Converting to DataFrames
To view your data in a tabular format, you can easily convert it to either a Polars or Pandas dataframe:
>>> germany = my_datagarden_api.germany
>>> germany_demographics = germany.demographics
>>> germany_demographics()
>>> germany_df = germany_demographics.to_polars() # or germany_demographics.to_pandas()
>>> print(germany_df.head())
>>> print(germany_df.columns)
┌─────────┬─────────────┬────────────────┬──────────┬───┬────────────────┬──────────────────────┬─────────────┬────────────────┐
│ name ┆ region_type ┆ un_region_code ┆ iso_cc_2 ┆ … ┆ source_name ┆ period ┆ period_type ┆ data_model_name│
│ --- ┆ --- ┆ --- ┆ --- ┆ ┆ --- ┆ --- ┆ --- ┆ --- │
│ str ┆ str ┆ str ┆ str ┆ ┆ str ┆ str ┆ str ┆ str │
╞═════════╪═════════════╪════════════════╪══════════╪═══╪════════════════╪══════════════════════╪═════════════╪════════════════╡
│ Germany ┆ country ┆ 276 ┆ DE ┆ … ┆ Eurostat ┆ 2010-01-01T00:00:00Z ┆ Y ┆ Demographics │
│ Germany ┆ country ┆ 276 ┆ DE ┆ … ┆ United Nations ┆ 2010-01-01T00:00:00Z ┆ Y ┆ Demographics │
│ Germany ┆ country ┆ 276 ┆ DE ┆ … ┆ United Nations ┆ 2011-01-01T00:00:00Z ┆ Y ┆ Demographics │
│ Germany ┆ country ┆ 276 ┆ DE ┆ … ┆ Eurostat ┆ 2011-01-01T00:00:00Z ┆ Y ┆ Demographics │
│ Germany ┆ country ┆ 276 ┆ DE ┆ … ┆ Eurostat ┆ 2012-01-01T00:00:00Z ┆ Y ┆ Demographics │
└─────────┴─────────────┴────────────────┴──────────┴───┴────────────────┴──────────────────────┴─────────────┴────────────────┘
['name', 'region_type', 'un_region_code', 'iso_cc_2', 'local_region_code', 'local_region_code_type', 'parent_region_code',
'parent_region_code_type', 'parent_region_type', 'region_level', 'source_name', 'period', 'period_type', 'data_model_name']
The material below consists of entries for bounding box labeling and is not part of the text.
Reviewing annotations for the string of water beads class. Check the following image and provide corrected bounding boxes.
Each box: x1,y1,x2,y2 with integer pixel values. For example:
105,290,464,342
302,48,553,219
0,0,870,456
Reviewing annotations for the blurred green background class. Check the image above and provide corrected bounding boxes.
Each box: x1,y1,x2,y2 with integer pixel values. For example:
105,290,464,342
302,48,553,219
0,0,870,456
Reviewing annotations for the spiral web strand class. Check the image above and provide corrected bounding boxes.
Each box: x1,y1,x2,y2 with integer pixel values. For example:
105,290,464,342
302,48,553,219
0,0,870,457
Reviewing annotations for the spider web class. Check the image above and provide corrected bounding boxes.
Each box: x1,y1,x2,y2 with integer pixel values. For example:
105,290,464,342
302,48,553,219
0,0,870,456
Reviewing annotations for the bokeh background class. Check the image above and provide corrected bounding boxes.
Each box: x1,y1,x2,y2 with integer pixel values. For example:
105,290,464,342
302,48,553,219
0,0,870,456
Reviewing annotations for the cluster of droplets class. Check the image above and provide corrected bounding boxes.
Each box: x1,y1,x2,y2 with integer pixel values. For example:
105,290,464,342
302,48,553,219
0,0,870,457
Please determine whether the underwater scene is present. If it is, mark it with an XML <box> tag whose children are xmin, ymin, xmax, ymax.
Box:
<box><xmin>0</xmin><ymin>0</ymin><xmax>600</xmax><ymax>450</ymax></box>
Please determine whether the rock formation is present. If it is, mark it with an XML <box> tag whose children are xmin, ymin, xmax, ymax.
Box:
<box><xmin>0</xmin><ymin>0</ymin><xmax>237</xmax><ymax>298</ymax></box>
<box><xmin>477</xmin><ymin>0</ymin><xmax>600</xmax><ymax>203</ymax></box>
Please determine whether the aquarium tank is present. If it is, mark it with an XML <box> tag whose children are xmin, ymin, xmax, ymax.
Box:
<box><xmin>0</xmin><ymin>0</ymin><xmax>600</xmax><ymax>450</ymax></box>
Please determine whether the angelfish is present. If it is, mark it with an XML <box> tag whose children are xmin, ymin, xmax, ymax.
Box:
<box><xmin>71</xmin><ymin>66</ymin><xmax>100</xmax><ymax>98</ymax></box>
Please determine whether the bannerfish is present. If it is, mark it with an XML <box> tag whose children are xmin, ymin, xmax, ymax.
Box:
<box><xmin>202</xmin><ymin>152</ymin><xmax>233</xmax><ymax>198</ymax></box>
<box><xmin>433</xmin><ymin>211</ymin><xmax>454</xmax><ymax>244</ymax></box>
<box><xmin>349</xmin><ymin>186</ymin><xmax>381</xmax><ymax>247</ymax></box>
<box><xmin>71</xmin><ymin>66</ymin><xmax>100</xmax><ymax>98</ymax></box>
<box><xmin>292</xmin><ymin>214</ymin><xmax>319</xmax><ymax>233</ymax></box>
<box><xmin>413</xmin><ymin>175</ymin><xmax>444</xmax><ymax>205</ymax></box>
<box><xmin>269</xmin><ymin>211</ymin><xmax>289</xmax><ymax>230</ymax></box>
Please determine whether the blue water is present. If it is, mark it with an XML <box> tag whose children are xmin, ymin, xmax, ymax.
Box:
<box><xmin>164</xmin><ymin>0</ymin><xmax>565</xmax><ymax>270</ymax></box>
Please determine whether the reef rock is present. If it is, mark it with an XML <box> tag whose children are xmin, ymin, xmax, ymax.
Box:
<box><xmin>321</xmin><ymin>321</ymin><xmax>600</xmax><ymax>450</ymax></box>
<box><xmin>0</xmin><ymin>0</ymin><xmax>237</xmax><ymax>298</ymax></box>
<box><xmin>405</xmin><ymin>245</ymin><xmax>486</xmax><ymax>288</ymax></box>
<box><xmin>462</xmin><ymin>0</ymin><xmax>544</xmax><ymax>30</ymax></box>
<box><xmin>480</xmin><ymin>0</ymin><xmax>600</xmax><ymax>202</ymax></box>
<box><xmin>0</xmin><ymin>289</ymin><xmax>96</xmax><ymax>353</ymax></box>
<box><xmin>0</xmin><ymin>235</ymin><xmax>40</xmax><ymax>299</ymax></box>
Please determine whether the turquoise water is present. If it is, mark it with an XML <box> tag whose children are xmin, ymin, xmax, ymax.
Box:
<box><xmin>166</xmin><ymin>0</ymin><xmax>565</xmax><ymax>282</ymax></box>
As you can see the to_polars() method without parameters returns a dataframe that does not contain any columns for the actual demographics data. Please check the The Regional Data Model documentation for more details on how to added the actual model data to the dataframe. You can add all data from the data model to the dataframe by using the full_models_to_polars() method (or full_models_to_pandas()) (all data will be flattened though resulting in a dataframe with a lot of columns)
Note that the source name now contains source names like “Eurostat” and “United Nations”, indicating that demographics data for germany is available from multiple sources.